The Indian government is considering relaxing quarterly spending limits in an effort to meet its record capital expenditure (capex) target for the fiscal year 2024-2025, amounting to 11.11 trillion rupees.
Amid slow economic growth indicators and reduced spending in the first half of the fiscal year, this strategic move aims to stimulate infrastructure growth, boost economic momentum, and bridge shortfalls in capex achievement.
However, it also brings potential challenges in terms of budgetary constraints and borrowing sustainability.
Slow Start to Spending Amid Economic Pressures
Government spending slowed from April to June due to national elections, and overall expenditure by September was approximately 44% of the annual target—a reduction compared to the same period last year.
Specifically, capital expenditure reached 4.15 trillion rupees in the first half, making up only 37% of the targeted spending.
The delay and shortfall in government spending, particularly in capex, has coincided with slower growth in high-frequency economic indicators, signaling a need for stimulus to spur economic activity.
- Current Capex Levels: ₹4.15 trillion in April-September, only 37% of the target, compared to ₹4.9 trillion during the same period last year.
- FY 2024-2025 Capex Target: Record ₹11.11 trillion.
- Q4 Spending Caps: Current guidelines cap public expenditure for ministries at 33% of the budget in Q4, with a 15% cap for March. However, these caps may be adjusted.
Key Factors Affecting Government Spending
- National Election Cycle: With the national elections in April-June, spending was restrained, impacting the overall capex in the first half.
- Slower Economic Indicators: Lower capital spending correlates with slower growth in industrial output, which saw a decline for the first time in two years in August, though a slight uptick of 2.5% is projected for September.
- State-Level Variations: State governments’ fiscal conservatism has shown mixed signals—lower borrowings point to good fiscal management but may also suggest reduced public spending.
Strategic Relaxation of Spending Limits
The government is now reviewing its expenditure requirements and may decide to relax its usual fourth-quarter spending caps.
The intent is to enable ministries, especially those focused on roads, railways, and infrastructure, to accelerate their spending.
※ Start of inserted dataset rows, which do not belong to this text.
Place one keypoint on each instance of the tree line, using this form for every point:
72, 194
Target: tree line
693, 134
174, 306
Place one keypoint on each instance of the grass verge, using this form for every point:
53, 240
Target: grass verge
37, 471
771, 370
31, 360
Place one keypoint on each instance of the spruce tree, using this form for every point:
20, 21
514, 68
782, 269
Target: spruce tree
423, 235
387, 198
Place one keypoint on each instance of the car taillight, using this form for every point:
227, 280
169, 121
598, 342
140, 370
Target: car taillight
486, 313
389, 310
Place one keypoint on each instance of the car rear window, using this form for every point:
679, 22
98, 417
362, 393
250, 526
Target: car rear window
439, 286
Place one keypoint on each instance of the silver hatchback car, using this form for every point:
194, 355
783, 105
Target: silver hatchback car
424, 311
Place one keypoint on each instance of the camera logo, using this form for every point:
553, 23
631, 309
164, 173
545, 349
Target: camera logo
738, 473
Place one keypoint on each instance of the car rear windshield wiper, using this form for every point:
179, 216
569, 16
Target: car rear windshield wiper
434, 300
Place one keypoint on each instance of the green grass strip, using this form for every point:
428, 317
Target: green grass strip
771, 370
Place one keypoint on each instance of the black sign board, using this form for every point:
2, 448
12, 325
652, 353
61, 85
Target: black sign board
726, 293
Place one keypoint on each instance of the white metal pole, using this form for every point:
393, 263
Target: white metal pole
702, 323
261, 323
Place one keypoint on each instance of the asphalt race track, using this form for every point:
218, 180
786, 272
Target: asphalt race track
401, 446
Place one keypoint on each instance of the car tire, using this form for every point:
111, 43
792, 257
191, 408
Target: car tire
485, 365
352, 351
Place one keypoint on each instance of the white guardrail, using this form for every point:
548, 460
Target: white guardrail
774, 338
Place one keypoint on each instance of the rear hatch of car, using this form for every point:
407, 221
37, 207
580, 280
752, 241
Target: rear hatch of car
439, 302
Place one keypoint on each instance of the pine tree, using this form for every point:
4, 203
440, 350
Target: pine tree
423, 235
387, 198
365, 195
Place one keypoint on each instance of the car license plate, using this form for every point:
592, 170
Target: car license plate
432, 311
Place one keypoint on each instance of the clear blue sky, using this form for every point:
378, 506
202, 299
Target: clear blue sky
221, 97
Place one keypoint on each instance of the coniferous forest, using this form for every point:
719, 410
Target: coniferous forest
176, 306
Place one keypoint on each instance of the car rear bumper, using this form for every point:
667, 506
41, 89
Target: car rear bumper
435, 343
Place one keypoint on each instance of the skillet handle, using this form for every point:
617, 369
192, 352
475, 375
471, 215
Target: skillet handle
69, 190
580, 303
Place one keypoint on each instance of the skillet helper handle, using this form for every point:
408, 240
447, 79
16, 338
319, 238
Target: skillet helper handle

This move aims to not only meet capex targets but also to stimulate sectors that drive economic growth.
Potential Adjustments
- Cash Management Guidelines: Traditional spending caps may be adjusted for the January-March quarter, particularly the March cap of 15%.
- Key Ministries Leading the Charge: Infrastructure-heavy ministries, especially those involved in road and rail development, are on track to accelerate their capex, though challenges remain at the state level.
Market Borrowing Strategy and Implications
The government does not anticipate altering its current market borrowing target, which stands at 14.01 trillion rupees for this fiscal year.
This borrowing plan, set during the COVID-19 pandemic to cover higher redemption of maturing loans, is crucial in maintaining liquidity for sustained economic recovery.
Looking forward, analysts expect that the need for loan repayments in FY 2025-26 may increase gross borrowing, but net borrowing could remain relatively stable.
- Current Fiscal Year Borrowing: ₹14.01 trillion through bonds.
- Potential Increase in FY 2025-26 Borrowing: Due to upcoming loan redemptions.
Key Takeaways: Opportunities and Risks
Opportunities
- Economic Stimulus: By lifting spending limits, the government can direct funds into vital infrastructure projects, stimulating job creation and economic growth in key sectors.
- Improved Economic Indicators: Increased spending may uplift high-frequency indicators, reversing the downward trend observed in industrial output and other growth metrics.
- Support for State Economies: With increased tax devolutions to states, additional spending may bolster state-level economic growth, compensating for reduced state borrowing.
Risks
- Potential Fiscal Strain: Relaxing spending caps without adjusting borrowing could stretch fiscal resources, especially given the upcoming loan redemptions.
- Inflationary Pressures: Higher public expenditure could potentially lead to inflation, particularly if not balanced with production growth.
- Dependence on Q4 Spending Surge: Over-reliance on the last quarter to meet capex goals could lead to inefficient allocation or underutilization of resources.
Outlook: Will the Strategy Meet Long-Term Goals?
India’s proactive approach to boosting capex spending demonstrates its commitment to economic recovery, job creation, and infrastructure development.
By focusing on increased Q4 spending and state-level fiscal support, India may overcome current growth challenges, though the success of these initiatives will depend on a careful balance between immediate expenditure needs and longer-term fiscal sustainability.
In summary, India’s move to ease quarterly spending restrictions aligns with its ambition to achieve a record capex and drive economic growth.
This strategy, while filled with potential, will require prudent management to ensure fiscal discipline and the effective use of resources to meet the nation’s developmental and economic targets for FY 2025.